Abstract
We report a rare case of childhood-onset Minimal Change Disease (MCD) in a 31-year-old male, originally diagnosed at age 2.5 with nephrotic syndrome. Repeated biopsies throughout his childhood and adolescence revealed normal glomeruli on light microscopy and diffuse effacement of podocyte foot processes on electron microscopy, confirming pure MCD. Despite multiple relapses, prolonged corticosteroid therapy, and adjunctive immunosuppressants including cyclosporine, tacrolimus, and 2 courses of Rituximab, the patient developed progressive renal decline culminating in end-stage renal disease (ESRD) and initiation of maintenance hemodialysis in August 2025. His course also included an ischemic stroke at age 20. This case illustrates an atypical, aggressive phenotype of MCD, without transformation to focal segmental glomerulosclerosis, that challenges the conventional prognosis of MCD and underscores the need for long-term monitoring and reporting of such exceptional cases.
Keywords
Introduction
Minimal change disease (MCD) is the leading cause of idiopathic nephrotic syndrome in children, accounting for roughly 70% to 90% of cases in children older than 1 year, but is much less common in adults (approximately 10%-15%). 1 MCD is a podocytopathy characterized histologically by near-normal glomeruli on light microscopy and diffuse effacement of podocyte foot processes on electron microscopy. 1 Podocyte dysfunction, including alterations in nephrin and other slit-diaphragm proteins, and immune-mediated circulating factors have been implicated in its pathogenesis; recent studies have described circulating anti-nephrin autoantibodies in a subset of patients with active disease. 1 Nephrotic syndrome, characterized by periorbital, scrotal, labial, and lower limb edema, is the most common presenting manifestation of minimal change disease (MCD). 1 The edema results from decreased oncotic pressure, leading to ascites, pleural and pericardial effusions, and ultimately anasarca. In many cases, these symptoms are preceded by an upper respiratory tract infection. 1
Most patients, particularly children, respond to corticosteroids and have a favorable prognosis; however, relapses are common, and a minority develop steroid-dependence or steroid-resistance, necessitating second-line immunosuppression such as calcineurin inhibitors or biologic therapies (eg, rituximab). 2 Although the use of rituximab was confirmed for refractory MCD, and complete remission at a higher rate, there are still reported incidence where relapse can still occur according to Feder et al.3,4
We report a 31-year-old man with childhood-onset MCD who progressed to ESRD despite prolonged corticosteroids and multiple immunosuppressive therapies, highlighting the rare, atypical progressive form of MCD despite stable histology.
Case Presentation
A 31-year-old Palestinian male was diagnosed with nephrotic syndrome at the age of 2 and a half years after presenting with periorbital edema, mild generalized body swelling, and frothy urine, without hematuria or respiratory distress. He was treated with high-dose corticosteroids, achieving partial remission but experiencing multiple relapses whenever the medication was tapered. Because of frequent relapses and incomplete remissions despite prolonged corticosteroid therapy, several renal biopsies were performed during childhood and adolescence to reassess disease activity and exclude histologic progression to focal segmental glomerulosclerosis (FSGS). Light microscopy consistently showed normal-appearing glomeruli without segmental sclerosis, while electron microscopy demonstrated diffuse effacement of more than 80% to 90% of podocyte foot processes and absence of immune deposits, confirming minimal-change disease (MCD) and excluding FSGS.

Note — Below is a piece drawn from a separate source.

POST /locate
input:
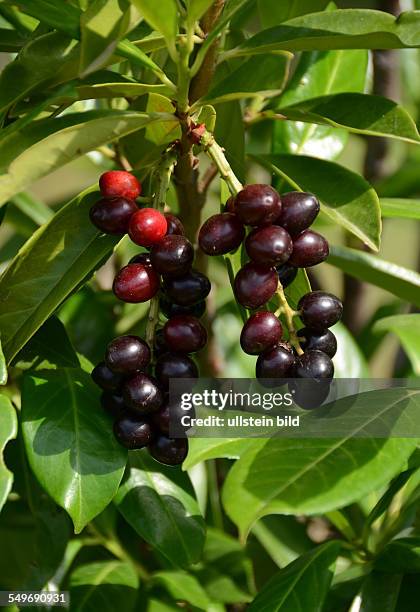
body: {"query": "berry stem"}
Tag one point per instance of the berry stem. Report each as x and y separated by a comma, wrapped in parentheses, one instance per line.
(164, 173)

His clinical course was consistent with steroid-dependent nephrotic syndrome rather than purely steroid-sensitive disease, as he achieved remission with corticosteroids but relapsed whenever the dose was tapered, ultimately requiring long-term maintenance therapy to sustain remission. He received prolonged corticosteroid therapy with several immunosuppressive agents, including cyclosporine (ages 9-11), tacrolimus (ages 14-16), and 2 courses of rituximab in May 2024 and June 2025.

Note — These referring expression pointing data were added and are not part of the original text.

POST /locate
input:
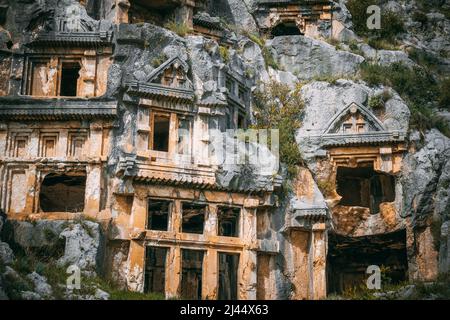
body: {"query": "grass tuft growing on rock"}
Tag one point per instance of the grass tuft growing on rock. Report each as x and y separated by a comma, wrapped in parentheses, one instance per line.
(392, 24)
(277, 106)
(266, 53)
(421, 91)
(180, 29)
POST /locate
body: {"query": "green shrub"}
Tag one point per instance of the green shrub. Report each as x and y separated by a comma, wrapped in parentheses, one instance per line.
(266, 53)
(225, 54)
(421, 17)
(269, 59)
(180, 29)
(159, 60)
(277, 106)
(416, 86)
(424, 58)
(376, 102)
(392, 23)
(444, 94)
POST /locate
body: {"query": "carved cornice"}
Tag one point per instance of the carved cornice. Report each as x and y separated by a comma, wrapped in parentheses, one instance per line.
(149, 90)
(28, 108)
(77, 39)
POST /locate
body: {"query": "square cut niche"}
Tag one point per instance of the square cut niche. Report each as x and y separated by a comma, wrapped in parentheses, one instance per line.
(20, 146)
(364, 187)
(38, 78)
(155, 269)
(48, 144)
(77, 143)
(191, 274)
(17, 187)
(70, 74)
(160, 132)
(193, 217)
(159, 212)
(228, 276)
(63, 192)
(228, 221)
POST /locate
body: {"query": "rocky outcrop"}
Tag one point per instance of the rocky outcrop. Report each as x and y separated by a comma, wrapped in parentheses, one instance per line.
(70, 242)
(426, 178)
(41, 287)
(82, 246)
(309, 58)
(323, 100)
(6, 254)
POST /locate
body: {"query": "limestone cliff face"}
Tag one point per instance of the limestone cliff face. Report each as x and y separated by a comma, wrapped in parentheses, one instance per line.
(292, 237)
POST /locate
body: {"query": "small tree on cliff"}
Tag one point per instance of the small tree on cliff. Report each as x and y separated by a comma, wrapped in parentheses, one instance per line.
(277, 106)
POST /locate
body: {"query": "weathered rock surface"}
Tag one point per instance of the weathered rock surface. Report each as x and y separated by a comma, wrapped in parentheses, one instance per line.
(323, 100)
(82, 246)
(41, 233)
(308, 58)
(41, 287)
(6, 253)
(426, 179)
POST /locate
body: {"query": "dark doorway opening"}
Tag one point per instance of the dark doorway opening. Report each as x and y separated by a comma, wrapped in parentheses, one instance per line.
(192, 269)
(193, 218)
(161, 129)
(228, 269)
(228, 221)
(62, 193)
(158, 214)
(364, 187)
(285, 29)
(349, 258)
(155, 270)
(70, 72)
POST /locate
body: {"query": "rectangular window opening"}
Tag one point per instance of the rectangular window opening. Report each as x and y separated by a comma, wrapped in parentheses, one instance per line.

At the age of 20, he developed an ischemic stroke confirmed by brain computed tomography, presenting with residual right-sided weakness and dysarthria. The event could possibly be associated with long-term nephrotic syndrome complications, caused by hyperlipidemia and urinary loss of natural anticoagulants such as antithrombin III, protein C, and protein S, rather than direct steroid toxicity. His regimen was subsequently adjusted to include antiplatelet therapy and stricter blood pressure control, with partial neurological recovery but persistent right-sided spastic hemiparesis. Neurological examination revealed flexion deformity of the right upper limb, reduced power in the right lower limb, increased tone, brisk reflexes, and an upgoing right plantar response (positive Babinski sign). His right thumb and hand remained partially flexed, and he exhibited mild facial asymmetry and impaired fine motor control, consistent with a chronic upper motor neuron lesion.

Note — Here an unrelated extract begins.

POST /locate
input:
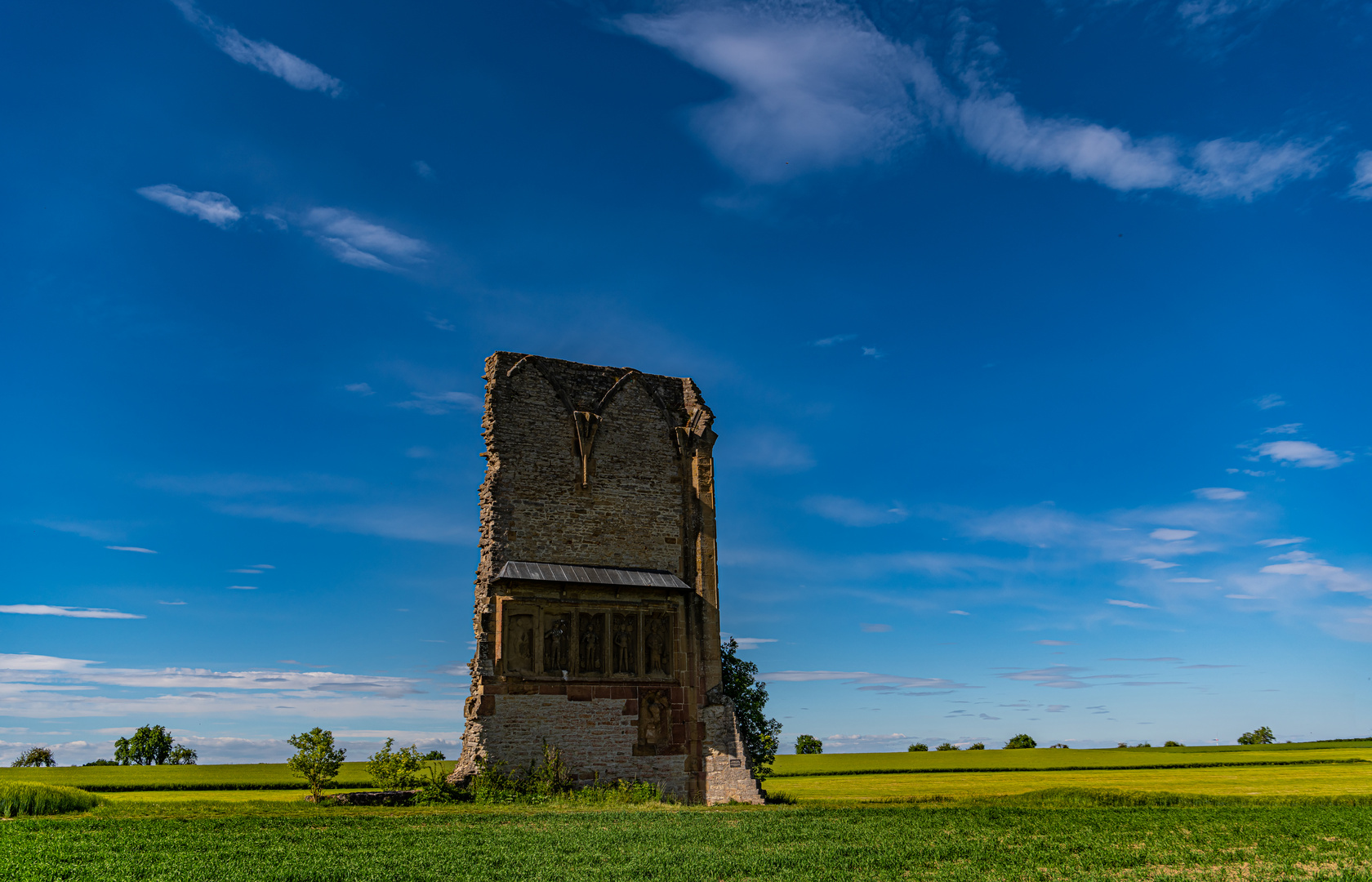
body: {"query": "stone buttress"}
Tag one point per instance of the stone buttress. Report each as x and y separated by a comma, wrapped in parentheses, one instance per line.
(597, 603)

Despite intermittent responsiveness to steroids, his renal function progressively deteriorated. In August 2025, he presented with uremic symptoms and volume overload. Laboratory evaluation demonstrated severe renal impairment summarized in Table 1 with anemia, hyperphosphatemia, hypocalcemia, and markedly elevated parathyroid hormone, consistent with CKD-mineral bone disorder. Ultrasound revealed bilaterally small, echogenic kidneys with loss of corticomedullary differentiation, confirming ESRD.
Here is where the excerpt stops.